Schaeffler’s Continental drift

August 11, 2009

Continental/Schaeffler (photo: Reuters)The power struggle at Continental hardly inspires trust in Schaeffler. The privately-owned ball bearings company wants to boot out Conti’s CEO — effectively tearing up a standstill agreement it signed last year — and install one of its own divisional managers.

Schaeffler should be stopped, for several reasons.

The first is that it flies in the face of an agreement it entered into with Conti’s shareholders to respect the car part maker’s independence. This is wrong. The deal, which prevents Schaeffler taking over Conti until 2012, also bound it “to support the ongoing strategy and business policy of the executive board while maintaining its current market and brand appearance, and not to demand a sale of operations or seek other significant restructuring measures”. Sacking the current CEO, Karl-Thomas Neumann, flouts the spirit if not the word of this.

Second, the move risks destabilising Conti’s business. The company has warned in an internal memo that contracts, customers and employees could be lost if Neumann is pushed out. Given that Conti is labouring under a 10 billion euro ($14.2 billion) debt load, this must be a possibility. And were it to happen it would hurt not only the Schaefflers but all Conti’s creditors.

Third, Schaeffler, which has been at loggerheads with Conti since taking a 49 percent stake last year, wants to install Elmar Degenhart — head of its own autos division — in Neumann’s seat. This represents a major conflict. Degenhart and Schaeffler will have a financial incentive to do deals that transfer value from Conti to Schaeffler. Take for instance an agreement that transferred 1 billion euros of value from Conti to the ball-bearing component maker. Although the value of Schaeffler’s stake in Conti would fall, it would still be 500 million euros better off.

The fact that Schaeffler is willing to publicly flout an agreement and sacrifice its own nominated chairman of Conti’s supervisory board, Rolf Koerfer, only deepens the suspicion about its motives.

The proximate cause of the fight seems to be Neumann’s championing of a capital issue to reduce Conti’s debts. Were the group to raise 1.5 billion euros in fresh equity, this would almost inevitably dilute the cash-strapped Schaeffler.
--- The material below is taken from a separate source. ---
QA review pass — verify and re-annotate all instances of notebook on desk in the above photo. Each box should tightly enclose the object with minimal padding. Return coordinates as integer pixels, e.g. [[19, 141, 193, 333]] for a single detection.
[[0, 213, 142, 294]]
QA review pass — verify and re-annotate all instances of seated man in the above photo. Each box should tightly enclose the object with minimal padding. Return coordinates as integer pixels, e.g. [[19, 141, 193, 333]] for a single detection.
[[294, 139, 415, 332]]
Conti’s supervisory board meets again on Aug 12. following a mediation period. All Schaeffler needs is a simple majority at that meeting to appoint a new chief executive.

But who can shareholders rely on to stop the Schaefflers? Well, top of the list is former German chancellor Gerhard Schroeder, who was appointed as their ombudsman. Given that Schroeder appears to have been working behind the scenes to broker a compromise deal for Neumann’s exit, shareholders and Conti workers must have their doubts about what to expect.

So it is the banks which lent to Schaeffler and Conti who are ultimately the only group really able to halt the Schaeffler steam roller. They have so far kept an extremely low profile, working behind the scenes to broker a deal which will address the multi-layered problems facing the two companies.

Maria-Elisabeth Schaeffler — who controls the company — was once quoted as saying: “You can’t get along in this world by being nice to everyone.” The banks would do well to take a leaf out of her book.